Large Language Models (LLMs) have revolutionized natural language processing but face significant challenges in handling very long sequences. The primary issue stems from the Transformer architecture’s quadratic complexity relative to sequence length and its substantial key-value (KV) cache requirements. These limitations severely impact the models’ efficiency, particularly during inference, making them prohibitively slow for generating extended sequences. This bottleneck hinders the development of applications that require reasoning over multiple long documents, processing large codebases, or modeling complex environments in agent-based systems. Researchers are therefore seeking more efficient architectures that can maintain or surpass the performance of Transformers while significantly reducing computational demands.
Researchers have explored various approaches to qualify the efficiency challenges in LLMs. Attention-free models, such as S4, GSS, and BiGS, have demonstrated improved computational and memory efficiency. The Mamba model, incorporating input-specific context selection, has shown superior performance compared to Transformers across different scales. Other sub-quadratic and hybrid architectures have also been proposed. Distillation techniques have been employed to transfer knowledge from Transformers to linear RNN-style models, as seen in Laughing Hyena and progressive knowledge approaches. Speculative decoding has emerged as a promising method to accelerate inference, utilizing smaller draft models to generate candidate tokens for verification by larger target models. These approaches include rejection sampling schemes, tree-structured candidate organization, and both trained and training-free draft models.
Researchers from Cornell University, the University of Geneva, Together AI, and Princeton University propose a unique approach to mitigate the efficiency challenges of LLM models by distilling a pre-trained Transformer into a linear RNN. This method aims to preserve generation quality while significantly improving inference speed. The proposed technique involves mapping Transformer weights to a modified Mamba architecture, which can be directly initialized from the attention block of a pre-trained model. A multistage distillation pipeline, combining progressive distillation, supervised fine-tuning, and directed preference optimization, is introduced to enhance perplexity and downstream performance. The researchers also develop a hardware-aware speculative sampling algorithm and a fast kernel for speculative decoding on Mamba and hybrid architectures, achieving a throughput of over 300 tokens/second for a 7B-parameter model. This approach effectively applies speculative decoding to the hybrid architecture, addressing the need for efficient inference in complex LLM applications.
The proposed method transforms Transformer models into Mamba models using linear RNNs, addressing the limitations of attention mechanisms. By expanding the linear hidden state capacity through Mamba’s continuous-time state-space model, the approach dynamically constructs a discrete-time linear RNN. This innovative architecture initializes from attention parameters and employs hardware-aware factorization for efficient implementation. The method then applies knowledge distillation to compress the large Transformer model into a smaller Mamba-based network, focusing on fine-tuning and alignment steps. This process combines sequence-level knowledge distillation and word-level KL-Divergence for supervised fine-tuning while adapting Direct Preference Optimization for preference alignment.

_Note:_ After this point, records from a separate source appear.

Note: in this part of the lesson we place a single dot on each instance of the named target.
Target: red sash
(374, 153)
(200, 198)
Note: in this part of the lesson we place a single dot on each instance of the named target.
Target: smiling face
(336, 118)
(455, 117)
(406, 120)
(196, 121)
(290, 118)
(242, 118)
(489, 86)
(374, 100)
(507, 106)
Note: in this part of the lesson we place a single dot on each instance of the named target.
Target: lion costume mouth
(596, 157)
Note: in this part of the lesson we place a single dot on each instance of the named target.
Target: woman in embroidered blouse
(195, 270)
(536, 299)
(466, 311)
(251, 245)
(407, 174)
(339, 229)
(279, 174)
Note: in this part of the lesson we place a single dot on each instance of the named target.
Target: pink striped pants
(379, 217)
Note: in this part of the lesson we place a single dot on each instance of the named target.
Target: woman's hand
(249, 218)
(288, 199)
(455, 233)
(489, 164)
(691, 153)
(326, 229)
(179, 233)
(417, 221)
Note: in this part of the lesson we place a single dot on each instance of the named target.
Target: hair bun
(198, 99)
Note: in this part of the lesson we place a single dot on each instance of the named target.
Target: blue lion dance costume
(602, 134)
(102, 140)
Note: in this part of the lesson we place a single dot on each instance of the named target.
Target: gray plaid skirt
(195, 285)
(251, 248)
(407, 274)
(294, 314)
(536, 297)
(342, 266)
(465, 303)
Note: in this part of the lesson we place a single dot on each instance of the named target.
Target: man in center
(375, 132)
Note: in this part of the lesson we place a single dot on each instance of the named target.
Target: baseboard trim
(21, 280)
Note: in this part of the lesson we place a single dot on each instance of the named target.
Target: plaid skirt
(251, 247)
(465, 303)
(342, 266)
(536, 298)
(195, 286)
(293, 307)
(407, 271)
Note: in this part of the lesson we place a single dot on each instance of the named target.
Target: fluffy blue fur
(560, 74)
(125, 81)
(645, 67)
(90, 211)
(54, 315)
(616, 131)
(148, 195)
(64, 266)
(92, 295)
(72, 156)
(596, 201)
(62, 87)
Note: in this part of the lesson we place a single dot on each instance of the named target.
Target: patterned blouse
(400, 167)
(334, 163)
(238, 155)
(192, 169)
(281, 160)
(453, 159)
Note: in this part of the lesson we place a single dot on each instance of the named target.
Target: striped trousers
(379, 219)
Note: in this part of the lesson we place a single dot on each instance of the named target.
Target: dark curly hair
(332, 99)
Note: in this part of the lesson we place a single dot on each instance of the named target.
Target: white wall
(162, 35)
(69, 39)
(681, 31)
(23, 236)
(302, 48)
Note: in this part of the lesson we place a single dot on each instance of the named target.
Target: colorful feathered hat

The distillation process enables the student model to learn from the teacher’s output distribution and generation, optimizing for both performance and alignment with desired preferences. Throughout this process, MLP layers from the original model remain frozen, while Mamba layers are trained to capture the distilled knowledge. This approach allows for the replacement of attention blocks with linear RNN blocks while maintaining model performance. By expanding the hidden state size and using hardware-aware factorization, the method achieves efficient implementation, enabling larger hidden sizes without significant computational costs. The resulting Mamba-based model combines the benefits of Transformer architectures with the efficiency of linear RNNs, potentially advancing the field of LLMs.
The distilled hybrid Mamba models demonstrate competitive performance on various benchmarks. On chat benchmarks like AlpacaEval and MT-Bench, the 50% hybrid model achieves similar or slightly better scores than its teacher model, outperforming some larger transformers. In zero-shot and few-shot evaluations, the hybrid models surpass open-source linear RNN models trained from scratch, with performance degrading as more attention layers are replaced. The hybrid models also show promising results on the OpenLLM Leaderboard and ZeroEval benchmark. Speculative decoding experiments with these hybrid models achieve speedups of up to 1.88x on a single GPU. Overall, the results indicate that the distilled hybrid Mamba models offer a good balance between efficiency and performance.
This study presents a unique method for transforming Transformer models into more efficient Mamba-based models using linear RNNs. Results show that the distilled hybrid Mamba models achieve comparable or better performance than their teacher models on various benchmarks, including chat tasks and general language understanding. The method demonstrates particular success in maintaining performance while reducing computational costs, especially when retaining 25-50% of attention layers. Also, the researchers introduce an innovative speculative decoding algorithm for linear RNNs, further enhancing inference speed. These findings suggest significant potential for improving the efficiency of LLMs while preserving their capabilities.